I have an audio file say myfile.wav
I trained a neural network based on fft features, and it is giving pretty good results for detecting particular classes of sounds.
I want to expand above experiment to include more sophisthicated features like MFCC along with simpler features like RMSEnergy and so on.
I can compute mfcc as follows:
import librosa y, sr = librosa.load('myfile.wav') mfcc=librosa.feature.mfcc(y=y, sr=sr) print mfcc.shape (20,5911)
Similarly I can compute rmse as follows:
myrmse = librosa.feature.mfcc(y=y) print myrmse.shape (1,5911)

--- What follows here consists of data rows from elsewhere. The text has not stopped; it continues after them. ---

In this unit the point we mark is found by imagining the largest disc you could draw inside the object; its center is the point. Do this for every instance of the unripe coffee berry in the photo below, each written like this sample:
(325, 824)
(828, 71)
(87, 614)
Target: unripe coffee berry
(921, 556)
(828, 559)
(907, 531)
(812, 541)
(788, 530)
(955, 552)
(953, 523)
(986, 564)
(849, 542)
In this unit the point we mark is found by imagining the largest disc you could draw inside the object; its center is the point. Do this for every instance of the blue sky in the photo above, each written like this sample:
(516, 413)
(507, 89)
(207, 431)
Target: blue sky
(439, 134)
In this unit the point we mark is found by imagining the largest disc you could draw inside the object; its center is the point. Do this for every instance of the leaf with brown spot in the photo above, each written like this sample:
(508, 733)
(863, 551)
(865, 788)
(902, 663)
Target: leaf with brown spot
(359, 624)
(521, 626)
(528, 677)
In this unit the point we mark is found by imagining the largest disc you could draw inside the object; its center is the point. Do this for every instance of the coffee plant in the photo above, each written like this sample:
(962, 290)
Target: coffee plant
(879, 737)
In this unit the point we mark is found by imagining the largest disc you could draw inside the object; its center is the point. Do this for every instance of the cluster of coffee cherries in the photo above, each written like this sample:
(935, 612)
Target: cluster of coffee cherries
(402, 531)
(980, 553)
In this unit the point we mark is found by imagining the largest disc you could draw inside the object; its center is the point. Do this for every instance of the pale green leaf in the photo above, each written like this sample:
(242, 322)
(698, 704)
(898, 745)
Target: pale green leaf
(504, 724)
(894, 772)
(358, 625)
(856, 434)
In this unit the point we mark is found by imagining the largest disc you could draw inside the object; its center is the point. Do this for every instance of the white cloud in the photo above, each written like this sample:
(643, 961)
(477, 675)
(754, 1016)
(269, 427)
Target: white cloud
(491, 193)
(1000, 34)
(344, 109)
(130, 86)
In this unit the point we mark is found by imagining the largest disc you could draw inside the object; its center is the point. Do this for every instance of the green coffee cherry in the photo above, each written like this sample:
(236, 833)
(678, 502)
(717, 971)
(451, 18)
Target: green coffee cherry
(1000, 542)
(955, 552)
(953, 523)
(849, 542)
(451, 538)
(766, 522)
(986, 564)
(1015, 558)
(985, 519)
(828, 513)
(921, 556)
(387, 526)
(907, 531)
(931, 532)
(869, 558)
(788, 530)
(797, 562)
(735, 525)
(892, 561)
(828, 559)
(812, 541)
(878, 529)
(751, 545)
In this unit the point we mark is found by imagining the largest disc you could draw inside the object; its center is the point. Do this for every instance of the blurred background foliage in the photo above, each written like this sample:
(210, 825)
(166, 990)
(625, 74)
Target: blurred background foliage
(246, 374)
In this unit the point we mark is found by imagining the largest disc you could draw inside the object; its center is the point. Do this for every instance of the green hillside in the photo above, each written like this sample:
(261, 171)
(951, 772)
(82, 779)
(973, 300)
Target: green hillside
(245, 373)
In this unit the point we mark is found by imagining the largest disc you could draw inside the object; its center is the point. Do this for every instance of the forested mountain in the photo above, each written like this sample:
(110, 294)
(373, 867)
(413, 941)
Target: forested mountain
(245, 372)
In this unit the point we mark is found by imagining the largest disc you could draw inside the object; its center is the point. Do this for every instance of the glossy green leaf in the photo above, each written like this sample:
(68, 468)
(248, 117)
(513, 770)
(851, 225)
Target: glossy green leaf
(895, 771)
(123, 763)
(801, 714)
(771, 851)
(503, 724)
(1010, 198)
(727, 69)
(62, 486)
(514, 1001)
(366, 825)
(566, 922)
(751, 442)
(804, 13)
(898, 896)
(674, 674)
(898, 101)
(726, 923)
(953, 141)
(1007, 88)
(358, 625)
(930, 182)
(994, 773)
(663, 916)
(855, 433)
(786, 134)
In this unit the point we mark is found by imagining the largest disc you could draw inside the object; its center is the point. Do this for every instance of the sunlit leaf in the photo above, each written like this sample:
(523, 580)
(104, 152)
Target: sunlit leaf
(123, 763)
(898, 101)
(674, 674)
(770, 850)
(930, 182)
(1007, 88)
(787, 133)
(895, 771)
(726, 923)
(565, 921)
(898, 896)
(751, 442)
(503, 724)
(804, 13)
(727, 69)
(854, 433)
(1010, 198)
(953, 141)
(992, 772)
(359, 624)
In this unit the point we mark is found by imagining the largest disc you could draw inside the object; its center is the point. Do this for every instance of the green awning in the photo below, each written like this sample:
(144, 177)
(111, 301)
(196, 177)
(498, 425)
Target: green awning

Q1. Is it valid if I transpose mfcc and the myrsme and combine the two using numpy.hstack ?
t = mfcc.transpose() t2 = myrmse.transpose()
So that I now have two arrays : one of size (5911,20) and another of size (5911,1) and
t3 = numpy.hstack((t,t2))
If above operation is valid, how do I append more features to t3 , Ex: SNR , FFT and other audio features.
I'm particularly interested in combining fft with mfcc.
END GOAL My plan is to have feature data like this :
feat_1 feat_2 ...feat_20 rmse feat_21 ...feat_n label val val val val val val x val val val val val val x val val val val val val y val val val
feat_1 .. feat_20 are mfcc related features.
rmse is rms energy from librosa
feat_21 could be some other thing like fft or SNR.
I want to train a ANN and see which combination of features work best for detecting a particular class of sound. And conclude if mfcc's / fft's alone is sufficient for achieving this.
If this is not the right forum kindly direct me to the correct place.